To wit, Tehran's chief prosecutor, Abbas Jafari-Dolatabadi, announced plans this month to prosecute Mir Hossein Mousavi and Mehdi Kharroubi, the thwarted presidential candidates who went on to become the titular leaders of the Green Movement. "Leaders of the sedition will definitely be prosecuted," Mr. Jafari-Dolatabadi has confirmed, warning that "[t]he accusations against the sedition leaders are more than they think and they will understand when we issue our list of charges."
His comments came on the heels of a major speech by Supreme Leader Ali Khamenei, in which Iran's cleric-in-chief condemned the "seditionists" for having "hurt the Islamic Revolution and the people" by "conspiring and giving hope to the enemies." The broadside was seen by many as clerical sanction for a domestic purge. Not surprisingly, Iran's judiciary apparently is now under intense pressure to launch a legal offensive against the leadership of the Green Movement.

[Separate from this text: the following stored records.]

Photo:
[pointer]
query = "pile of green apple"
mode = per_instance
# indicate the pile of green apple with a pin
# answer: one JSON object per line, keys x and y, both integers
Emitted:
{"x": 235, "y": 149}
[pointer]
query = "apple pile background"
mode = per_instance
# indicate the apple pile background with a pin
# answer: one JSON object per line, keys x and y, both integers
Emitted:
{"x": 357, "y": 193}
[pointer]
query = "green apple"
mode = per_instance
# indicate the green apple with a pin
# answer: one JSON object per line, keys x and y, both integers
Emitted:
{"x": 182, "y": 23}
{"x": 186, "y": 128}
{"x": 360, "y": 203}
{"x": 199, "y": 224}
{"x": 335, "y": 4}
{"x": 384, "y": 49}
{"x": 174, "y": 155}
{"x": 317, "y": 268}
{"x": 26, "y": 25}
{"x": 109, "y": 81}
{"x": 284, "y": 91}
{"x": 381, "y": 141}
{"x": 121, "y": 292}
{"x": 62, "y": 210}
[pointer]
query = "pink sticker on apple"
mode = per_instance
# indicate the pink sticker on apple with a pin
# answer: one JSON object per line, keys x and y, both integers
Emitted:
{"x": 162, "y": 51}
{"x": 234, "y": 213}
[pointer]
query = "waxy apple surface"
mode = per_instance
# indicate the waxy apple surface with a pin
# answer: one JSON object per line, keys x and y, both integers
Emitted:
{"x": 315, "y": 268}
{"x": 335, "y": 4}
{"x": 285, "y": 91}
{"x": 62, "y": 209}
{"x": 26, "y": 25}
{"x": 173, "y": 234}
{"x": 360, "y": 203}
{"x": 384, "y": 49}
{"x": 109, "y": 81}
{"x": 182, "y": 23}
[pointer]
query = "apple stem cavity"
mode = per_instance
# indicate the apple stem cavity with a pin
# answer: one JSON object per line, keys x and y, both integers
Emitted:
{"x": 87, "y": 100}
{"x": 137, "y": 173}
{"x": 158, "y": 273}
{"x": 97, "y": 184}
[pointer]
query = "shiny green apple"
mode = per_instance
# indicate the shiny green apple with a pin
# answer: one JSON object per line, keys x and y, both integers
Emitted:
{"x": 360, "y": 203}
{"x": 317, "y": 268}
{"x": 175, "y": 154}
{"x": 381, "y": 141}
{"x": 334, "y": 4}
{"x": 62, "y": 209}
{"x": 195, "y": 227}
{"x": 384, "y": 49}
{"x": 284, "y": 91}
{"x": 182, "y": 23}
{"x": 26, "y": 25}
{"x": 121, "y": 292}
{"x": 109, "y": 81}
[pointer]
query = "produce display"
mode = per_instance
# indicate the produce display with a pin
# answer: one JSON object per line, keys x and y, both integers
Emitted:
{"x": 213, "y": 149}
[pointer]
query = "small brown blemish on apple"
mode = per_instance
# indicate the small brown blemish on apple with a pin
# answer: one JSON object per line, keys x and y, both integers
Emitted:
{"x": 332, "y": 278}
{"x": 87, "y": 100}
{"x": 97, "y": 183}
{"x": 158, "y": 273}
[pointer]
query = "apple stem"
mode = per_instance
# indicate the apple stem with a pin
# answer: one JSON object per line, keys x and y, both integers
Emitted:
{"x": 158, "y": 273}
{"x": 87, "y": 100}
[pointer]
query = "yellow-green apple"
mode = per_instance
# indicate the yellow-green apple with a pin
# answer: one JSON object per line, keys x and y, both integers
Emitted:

As part of that effort, regime authorities have formally forbidden Iranian opposition leaders from traveling abroad. Mousa Qorbani, a member of the Judicial Committee in Iran's legislature, recently told a state-run television program that Messrs. Mousavi and Kharroubi, along with reformist former president Mohamad Khatami, have been deemed "mohareb" (opponents of God) by the Iranian regime, and as a result "are henceforth barred from leaving" the country.
Iranian conservatives are even seeking to rig next year's legislative elections on the premise that pro-reform candidates are "traitors" who want to overthrow the current clerical regime. High-profile hard-liners such as Ayatollah Ahmad Jannati—who heads Tehran's influential constitutional watchdog, the Guardian Council—have called for barring politicians from participating in the March 2012 polls if they advocate even incremental changes to the functioning of the Islamic Republic.
This flurry of renewed anti-opposition activism speaks volumes. If the Green Movement were truly a spent force, Iranian officials would be far less preoccupied with containing and discrediting its remnants. And if Iran's reformist politicians were as marginal as they are commonly portrayed, their political participation would pose no challenge to the legitimacy or the stability of the Islamic Republic.
That Iran's leaders appear to believe otherwise suggests that they understand well what many in the West do not: the Green Movement itself may be on the ropes, but the larger urge for democracy that it represents isn't dead. It is simply hibernating.